This is the third installment in a series describing an end-to-end blueprint for predicting customer churn. In previous installments, we’ve discussed some of the challenges of machine learning systems that don’t appear until you get to production: in the first installment, we introduced our use case and described an accelerated data federation pipeline; in the … Continued

This is the third installment in a series describing an end-to-end blueprint for predicting customer churn. In previous installments, we’ve discussed some of the challenges of machine learning systems that don’t appear until you get to production: in the first installment, we introduced our use case and described an accelerated data federation pipeline; in the second installment, we showed how advanced analytics fits with the rest of the machine learning lifecycle.

In this third installment, we finish presenting the analytics and federation components of our application and explain some best practices for getting the most out of Apache Spark and the RAPIDS Accelerator for Apache Spark.

Architecture review

An architecture diagram showing a federation and analytics application that takes five database tables and produces one table and a set of reports, a model training application that takes the federated table and the reports and produces a model, and a production inference application that serves the model.
Figure 1: A high-level overview of our blueprint architecture.

Recall that our blueprint application (Figure 1) includes a federation workload and a pair of analytics workloads.

  • The federation workload produces a single denormalized wide table of data about each customer drawn from aggregating data spread across five normalized tables of observations related to different aspects of customers’ accounts. 
  • The first analytic workload produces a machine-readable summary report of value distributions and domains for each feature.
  • The second analytic workload produces a series of illustrative business reports about customer outcomes. Our first installment contains additional details about the federation workload and our second installment contains additional details about the analytics workloads.

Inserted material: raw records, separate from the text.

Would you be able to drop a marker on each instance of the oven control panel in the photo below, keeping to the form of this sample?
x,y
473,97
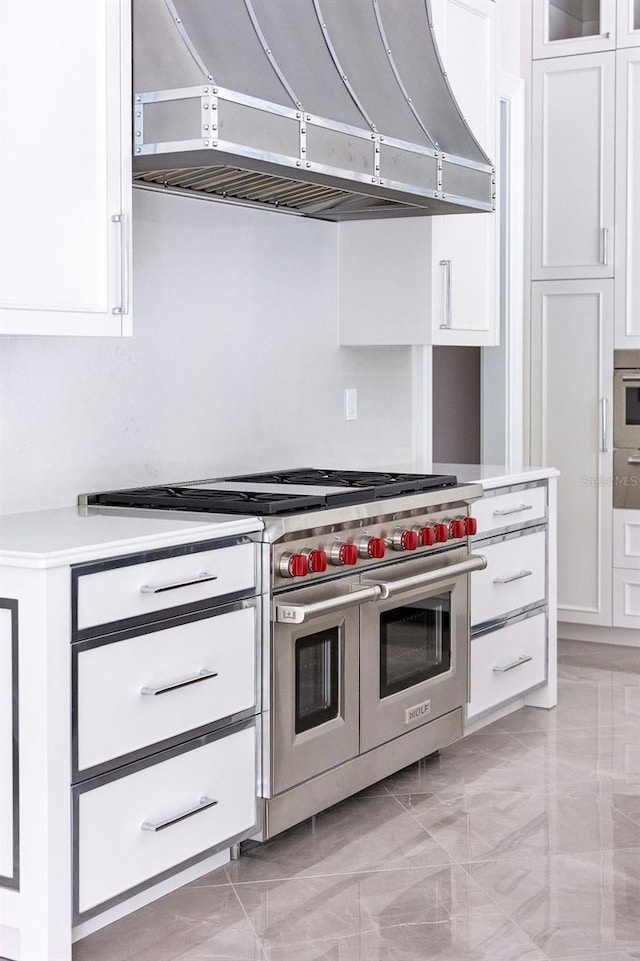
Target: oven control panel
x,y
328,551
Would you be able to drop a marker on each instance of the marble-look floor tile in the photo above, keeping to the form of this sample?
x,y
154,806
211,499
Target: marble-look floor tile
x,y
166,929
361,834
496,825
603,752
398,916
569,905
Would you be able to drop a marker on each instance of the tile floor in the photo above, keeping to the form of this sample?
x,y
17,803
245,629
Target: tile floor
x,y
520,843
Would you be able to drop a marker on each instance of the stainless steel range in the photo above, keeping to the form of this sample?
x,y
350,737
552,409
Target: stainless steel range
x,y
366,653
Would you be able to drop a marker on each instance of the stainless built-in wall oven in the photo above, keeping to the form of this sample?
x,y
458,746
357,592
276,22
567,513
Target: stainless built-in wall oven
x,y
626,429
366,643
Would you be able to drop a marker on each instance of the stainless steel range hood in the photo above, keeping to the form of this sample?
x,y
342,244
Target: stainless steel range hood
x,y
336,109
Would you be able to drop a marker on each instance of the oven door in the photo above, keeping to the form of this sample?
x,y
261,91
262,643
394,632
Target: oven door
x,y
415,646
626,402
314,680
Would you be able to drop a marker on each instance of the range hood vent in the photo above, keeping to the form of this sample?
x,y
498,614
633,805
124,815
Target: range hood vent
x,y
335,109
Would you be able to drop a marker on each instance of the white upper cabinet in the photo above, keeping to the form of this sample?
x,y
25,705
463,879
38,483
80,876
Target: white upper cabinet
x,y
433,280
573,167
65,167
464,262
628,26
563,27
628,199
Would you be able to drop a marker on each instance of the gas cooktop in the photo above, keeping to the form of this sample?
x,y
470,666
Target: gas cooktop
x,y
277,492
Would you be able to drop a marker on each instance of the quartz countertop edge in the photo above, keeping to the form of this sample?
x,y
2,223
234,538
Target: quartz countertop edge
x,y
74,535
489,476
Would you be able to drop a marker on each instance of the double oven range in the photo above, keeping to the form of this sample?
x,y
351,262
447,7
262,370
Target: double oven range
x,y
365,658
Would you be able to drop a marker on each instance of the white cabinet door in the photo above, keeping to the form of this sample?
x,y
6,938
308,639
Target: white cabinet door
x,y
573,167
464,247
628,198
433,280
8,735
572,382
563,27
628,32
65,167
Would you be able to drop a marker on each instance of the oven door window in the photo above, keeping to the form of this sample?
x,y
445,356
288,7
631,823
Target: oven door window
x,y
415,643
317,666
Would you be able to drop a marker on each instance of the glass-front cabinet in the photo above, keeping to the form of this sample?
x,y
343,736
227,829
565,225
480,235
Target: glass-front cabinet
x,y
562,27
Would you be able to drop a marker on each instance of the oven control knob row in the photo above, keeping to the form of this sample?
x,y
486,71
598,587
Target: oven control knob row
x,y
343,554
404,540
456,527
293,565
316,559
371,547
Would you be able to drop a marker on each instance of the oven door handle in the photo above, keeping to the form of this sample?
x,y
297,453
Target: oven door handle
x,y
476,562
299,613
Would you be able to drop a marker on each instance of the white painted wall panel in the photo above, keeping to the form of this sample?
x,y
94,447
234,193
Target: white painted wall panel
x,y
234,366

We’ve implemented these three workloads as a single Spark application with multiple phases:

  • The app federates raw data from multiple tables in HDFS (which are stored as Parquet files) into a single wide table.
  • Because the wide table is substantially smaller than the raw data, the app then reformats the wide output by coalescing to fewer partitions and casting numeric values to types that will be suitable for ML model training. The output of this phase is the source data for ML model training.
  • The app then runs the analytics workloads against the coalesced and transformed wide table, first producing the machine-readable summary report and then producing a collection of rollup and data cube reports.

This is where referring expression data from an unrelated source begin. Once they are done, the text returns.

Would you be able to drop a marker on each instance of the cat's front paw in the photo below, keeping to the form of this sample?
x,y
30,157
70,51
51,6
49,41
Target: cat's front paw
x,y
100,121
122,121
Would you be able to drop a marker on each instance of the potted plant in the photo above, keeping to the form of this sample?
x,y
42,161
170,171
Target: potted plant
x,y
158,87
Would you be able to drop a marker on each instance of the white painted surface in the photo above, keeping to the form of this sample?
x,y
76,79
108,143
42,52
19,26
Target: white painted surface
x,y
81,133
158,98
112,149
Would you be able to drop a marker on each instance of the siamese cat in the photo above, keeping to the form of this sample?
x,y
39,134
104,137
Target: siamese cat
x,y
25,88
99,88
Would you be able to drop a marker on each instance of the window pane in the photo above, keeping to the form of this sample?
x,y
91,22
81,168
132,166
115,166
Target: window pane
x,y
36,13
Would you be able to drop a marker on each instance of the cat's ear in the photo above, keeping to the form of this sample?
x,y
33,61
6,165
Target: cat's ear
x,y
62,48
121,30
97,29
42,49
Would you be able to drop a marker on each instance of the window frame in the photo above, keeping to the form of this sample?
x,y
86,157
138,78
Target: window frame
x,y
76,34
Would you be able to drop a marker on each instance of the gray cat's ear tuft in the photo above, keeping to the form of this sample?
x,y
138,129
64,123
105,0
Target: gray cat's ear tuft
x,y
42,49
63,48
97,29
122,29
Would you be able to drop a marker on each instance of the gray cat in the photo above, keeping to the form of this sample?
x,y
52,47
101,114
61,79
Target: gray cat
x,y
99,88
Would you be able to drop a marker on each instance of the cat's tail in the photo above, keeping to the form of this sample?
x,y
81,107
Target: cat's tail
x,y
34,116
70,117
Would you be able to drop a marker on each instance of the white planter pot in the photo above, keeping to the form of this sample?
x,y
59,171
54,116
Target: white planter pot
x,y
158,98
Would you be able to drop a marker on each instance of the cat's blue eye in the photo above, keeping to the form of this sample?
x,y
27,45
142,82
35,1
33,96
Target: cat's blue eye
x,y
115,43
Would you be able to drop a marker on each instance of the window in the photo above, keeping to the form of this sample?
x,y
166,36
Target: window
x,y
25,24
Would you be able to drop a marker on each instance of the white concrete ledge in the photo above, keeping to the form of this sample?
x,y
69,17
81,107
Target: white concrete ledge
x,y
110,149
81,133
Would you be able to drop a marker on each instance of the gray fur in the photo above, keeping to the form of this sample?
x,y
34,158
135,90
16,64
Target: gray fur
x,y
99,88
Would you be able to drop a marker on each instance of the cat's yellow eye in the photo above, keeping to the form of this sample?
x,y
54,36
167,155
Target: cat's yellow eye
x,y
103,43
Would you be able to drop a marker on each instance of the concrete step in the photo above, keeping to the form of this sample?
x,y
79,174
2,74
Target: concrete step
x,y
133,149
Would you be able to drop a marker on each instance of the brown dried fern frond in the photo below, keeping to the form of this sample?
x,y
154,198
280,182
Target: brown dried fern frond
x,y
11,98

Performance considerations

Parallel execution

For over 50 years, one of the most important considerations for high performance in computer systems has been increasing the applicability of parallel execution. (We choose, somewhat arbitrarily, to identify the development of Tomasulo’s algorithm in 1967, which set the stage for ubiquitous superscalar processing, as the point at which concerns about parallelism became practical and not merely theoretical.) In the daily work of analysts, data scientists, data and ML engineers, and application developers, concerns about parallelism often manifest in one of a few ways; we’ll look at those now.

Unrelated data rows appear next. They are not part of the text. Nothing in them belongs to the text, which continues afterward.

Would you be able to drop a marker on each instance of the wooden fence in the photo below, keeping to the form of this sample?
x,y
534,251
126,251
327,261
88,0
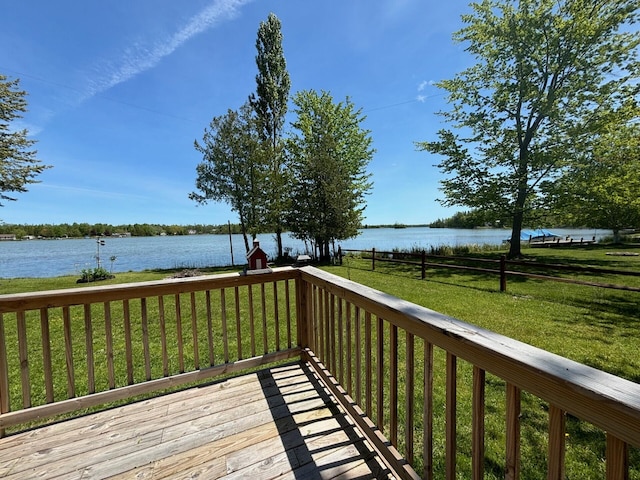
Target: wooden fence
x,y
410,377
462,263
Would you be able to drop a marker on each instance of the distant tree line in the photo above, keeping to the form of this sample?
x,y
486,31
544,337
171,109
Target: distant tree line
x,y
81,230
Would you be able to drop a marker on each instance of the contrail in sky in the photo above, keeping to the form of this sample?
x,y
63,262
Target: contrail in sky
x,y
139,58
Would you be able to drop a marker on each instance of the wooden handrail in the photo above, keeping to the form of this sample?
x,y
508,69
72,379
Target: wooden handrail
x,y
604,400
151,317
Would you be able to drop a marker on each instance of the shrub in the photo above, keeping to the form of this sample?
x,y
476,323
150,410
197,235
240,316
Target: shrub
x,y
94,275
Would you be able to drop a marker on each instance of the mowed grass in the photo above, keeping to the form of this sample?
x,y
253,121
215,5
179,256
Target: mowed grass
x,y
594,326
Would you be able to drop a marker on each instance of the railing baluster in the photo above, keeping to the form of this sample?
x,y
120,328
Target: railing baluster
x,y
276,316
4,373
163,336
340,352
225,328
236,297
349,357
252,328
380,374
194,331
427,411
288,311
24,359
127,340
332,330
556,449
179,333
450,416
477,420
108,332
88,335
263,308
209,313
68,347
145,338
326,320
513,433
393,384
617,459
46,354
320,325
409,395
368,364
358,357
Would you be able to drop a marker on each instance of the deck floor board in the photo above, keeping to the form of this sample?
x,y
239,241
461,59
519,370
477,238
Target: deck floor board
x,y
279,422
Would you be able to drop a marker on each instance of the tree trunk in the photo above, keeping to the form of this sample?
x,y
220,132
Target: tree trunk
x,y
515,244
279,241
515,250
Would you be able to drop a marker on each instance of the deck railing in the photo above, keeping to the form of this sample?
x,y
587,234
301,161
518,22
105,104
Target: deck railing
x,y
420,384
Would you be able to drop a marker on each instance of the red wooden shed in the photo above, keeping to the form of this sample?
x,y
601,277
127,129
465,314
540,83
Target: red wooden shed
x,y
257,258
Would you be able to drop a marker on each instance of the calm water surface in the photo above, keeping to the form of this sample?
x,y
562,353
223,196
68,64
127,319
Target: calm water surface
x,y
50,258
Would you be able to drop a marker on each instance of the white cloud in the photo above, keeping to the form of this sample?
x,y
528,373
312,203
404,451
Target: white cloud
x,y
424,85
139,58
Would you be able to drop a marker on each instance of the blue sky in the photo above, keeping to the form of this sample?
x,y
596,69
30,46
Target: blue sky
x,y
119,91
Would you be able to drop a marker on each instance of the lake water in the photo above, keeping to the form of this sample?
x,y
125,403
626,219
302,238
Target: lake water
x,y
50,258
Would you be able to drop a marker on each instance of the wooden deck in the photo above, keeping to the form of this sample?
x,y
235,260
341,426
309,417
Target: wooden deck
x,y
280,422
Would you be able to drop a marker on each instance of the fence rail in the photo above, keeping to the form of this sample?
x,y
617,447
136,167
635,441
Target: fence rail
x,y
501,271
410,377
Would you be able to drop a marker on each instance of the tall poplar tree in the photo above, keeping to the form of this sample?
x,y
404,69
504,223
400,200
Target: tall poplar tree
x,y
330,152
19,166
232,169
547,76
270,105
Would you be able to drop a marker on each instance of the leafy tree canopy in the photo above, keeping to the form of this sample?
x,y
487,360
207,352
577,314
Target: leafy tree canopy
x,y
270,105
602,189
233,169
19,166
328,152
548,75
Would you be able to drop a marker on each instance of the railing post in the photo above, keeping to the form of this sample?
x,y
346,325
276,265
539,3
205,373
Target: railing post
x,y
302,312
503,273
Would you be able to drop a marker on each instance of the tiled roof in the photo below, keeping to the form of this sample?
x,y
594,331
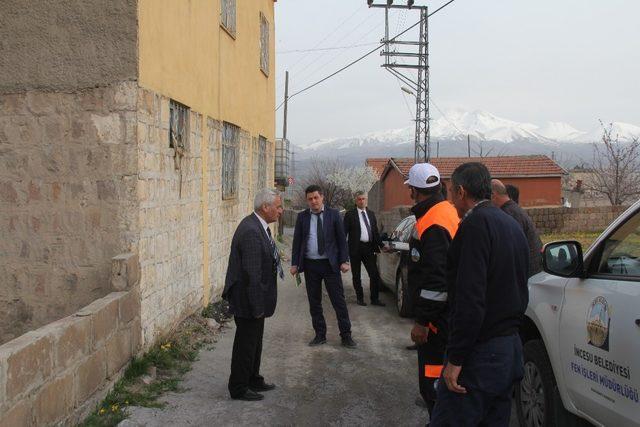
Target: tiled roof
x,y
499,167
378,164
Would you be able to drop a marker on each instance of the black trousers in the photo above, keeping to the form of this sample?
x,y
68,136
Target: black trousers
x,y
430,364
489,374
366,256
247,352
315,271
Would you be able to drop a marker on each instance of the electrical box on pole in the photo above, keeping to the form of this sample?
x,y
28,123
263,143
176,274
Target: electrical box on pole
x,y
414,72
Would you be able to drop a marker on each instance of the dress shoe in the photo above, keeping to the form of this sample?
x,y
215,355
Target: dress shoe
x,y
317,341
349,342
249,396
262,387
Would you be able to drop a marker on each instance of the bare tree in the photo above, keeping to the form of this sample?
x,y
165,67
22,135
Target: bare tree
x,y
318,173
616,168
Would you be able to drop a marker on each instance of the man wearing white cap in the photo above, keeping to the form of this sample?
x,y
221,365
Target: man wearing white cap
x,y
436,225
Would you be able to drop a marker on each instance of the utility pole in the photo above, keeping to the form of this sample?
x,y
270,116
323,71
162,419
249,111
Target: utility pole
x,y
286,105
419,62
285,147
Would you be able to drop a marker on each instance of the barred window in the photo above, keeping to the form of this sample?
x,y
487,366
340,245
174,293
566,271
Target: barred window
x,y
264,44
261,178
228,16
230,148
178,124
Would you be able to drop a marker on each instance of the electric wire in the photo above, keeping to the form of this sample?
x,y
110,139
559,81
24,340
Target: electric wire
x,y
300,73
326,48
309,75
363,56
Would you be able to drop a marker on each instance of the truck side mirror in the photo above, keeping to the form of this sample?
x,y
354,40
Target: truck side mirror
x,y
563,259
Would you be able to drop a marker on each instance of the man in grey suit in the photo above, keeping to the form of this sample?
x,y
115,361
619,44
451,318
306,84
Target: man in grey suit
x,y
251,290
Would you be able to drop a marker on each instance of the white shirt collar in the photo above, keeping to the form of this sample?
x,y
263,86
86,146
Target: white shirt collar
x,y
262,221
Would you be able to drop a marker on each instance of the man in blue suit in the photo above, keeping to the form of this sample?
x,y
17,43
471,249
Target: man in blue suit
x,y
320,252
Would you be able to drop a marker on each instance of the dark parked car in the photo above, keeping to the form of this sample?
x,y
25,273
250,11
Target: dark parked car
x,y
393,265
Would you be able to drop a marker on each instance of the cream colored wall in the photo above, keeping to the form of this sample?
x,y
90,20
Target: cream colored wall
x,y
186,55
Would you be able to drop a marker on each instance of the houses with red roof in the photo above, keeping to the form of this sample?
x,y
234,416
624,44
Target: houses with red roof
x,y
538,178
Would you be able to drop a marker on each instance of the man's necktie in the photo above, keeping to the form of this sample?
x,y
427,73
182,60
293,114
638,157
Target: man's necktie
x,y
276,254
366,223
319,233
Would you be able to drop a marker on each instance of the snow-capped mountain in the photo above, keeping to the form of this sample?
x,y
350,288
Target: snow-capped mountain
x,y
625,132
490,135
481,126
561,132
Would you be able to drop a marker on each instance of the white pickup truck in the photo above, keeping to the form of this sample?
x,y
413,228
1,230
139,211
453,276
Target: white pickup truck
x,y
582,332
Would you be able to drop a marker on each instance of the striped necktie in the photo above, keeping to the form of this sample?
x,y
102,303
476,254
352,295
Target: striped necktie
x,y
275,254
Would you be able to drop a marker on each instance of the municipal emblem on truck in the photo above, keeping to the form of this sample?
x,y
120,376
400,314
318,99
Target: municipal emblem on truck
x,y
598,323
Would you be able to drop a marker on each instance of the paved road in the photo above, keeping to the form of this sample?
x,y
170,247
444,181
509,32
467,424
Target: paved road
x,y
328,385
374,384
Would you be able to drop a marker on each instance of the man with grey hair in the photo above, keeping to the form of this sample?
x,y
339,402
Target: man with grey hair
x,y
361,229
251,290
501,199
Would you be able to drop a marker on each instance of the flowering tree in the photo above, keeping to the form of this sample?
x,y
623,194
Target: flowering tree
x,y
616,169
338,182
354,179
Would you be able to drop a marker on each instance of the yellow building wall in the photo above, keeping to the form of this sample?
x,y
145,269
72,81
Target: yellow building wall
x,y
185,54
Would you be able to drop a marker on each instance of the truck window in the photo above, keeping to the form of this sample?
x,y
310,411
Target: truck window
x,y
621,251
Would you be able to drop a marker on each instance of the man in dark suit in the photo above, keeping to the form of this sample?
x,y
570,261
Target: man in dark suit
x,y
361,228
320,252
501,199
250,287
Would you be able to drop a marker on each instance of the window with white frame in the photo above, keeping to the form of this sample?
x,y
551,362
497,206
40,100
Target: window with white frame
x,y
230,153
228,16
264,44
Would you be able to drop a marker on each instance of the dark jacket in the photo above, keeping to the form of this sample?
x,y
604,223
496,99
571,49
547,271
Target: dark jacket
x,y
530,232
429,272
487,270
335,241
251,284
352,230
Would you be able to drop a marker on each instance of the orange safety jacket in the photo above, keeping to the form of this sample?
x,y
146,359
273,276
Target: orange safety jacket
x,y
442,214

When scaling out, perform work on a cluster

If you’re using a scale-out framework, perform work on a cluster instead of on a single node whenever possible. In the case of Spark, this means executing code in Spark jobs on executors rather than in serial code on the driver.  In general, using Spark’s API rather than host-language code in the driver will get you most of the way there, but you’ll want to ensure that the Spark APIs you’re using are actually executing in parallel on executors.

Operate on collections, not elements; on columns, not rows

A general best practice to exploit parallelism and improve performance is to use specialized libraries that perform operations on a collection at a time rather than an element at a time. In the case of Spark, this means using data frames and columnar operations rather than iterating over records in partitions of RDDs; in the case of the Python data ecosystem and RAPIDS.ai, it means using vectorized operations that operate on entire arrays and matrices in a single library call rather than using explicit looping in Python. Crucially, both of these approaches are also amenable to GPU acceleration.

Amortize the cost of I/O and data loading

I/O and data loading are expensive, so it makes sense to amortize their cost across as many parallel operations as possible.  We can improve performance both by directly reducing the cost of data transfers and by doing as much as possible with data once it is loaded. In Spark, this means using columnar formats, filtering relations only once upon import from stable storage, and performing as much work as possible between I/O or shuffle operations.

Better performance through abstraction

In general, raising the level of abstraction that analysts and developers employ in apps, queries, and reports allows runtimes and frameworks to find opportunities for parallel execution that developers didn’t (or couldn’t) anticipate.

Use Spark’s data frames

As an example, there are many benefits to using data frames in Spark and primarily developing against the high-level data frame API, including faster execution, semantics-preserving optimization of queries, reduced demand on storage and I/O, and dramatically improved memory footprint relative to using RDD based code. But beyond even these benefits lies a deeper advantage: because the data frame interface is high-level and because Spark allows plug-ins to alter the behavior of the query optimizer, it is possible for the RAPIDS Accelerator for Apache Spark to replace certain data frame operations with equivalent — but substantially faster — operations running on the GPU.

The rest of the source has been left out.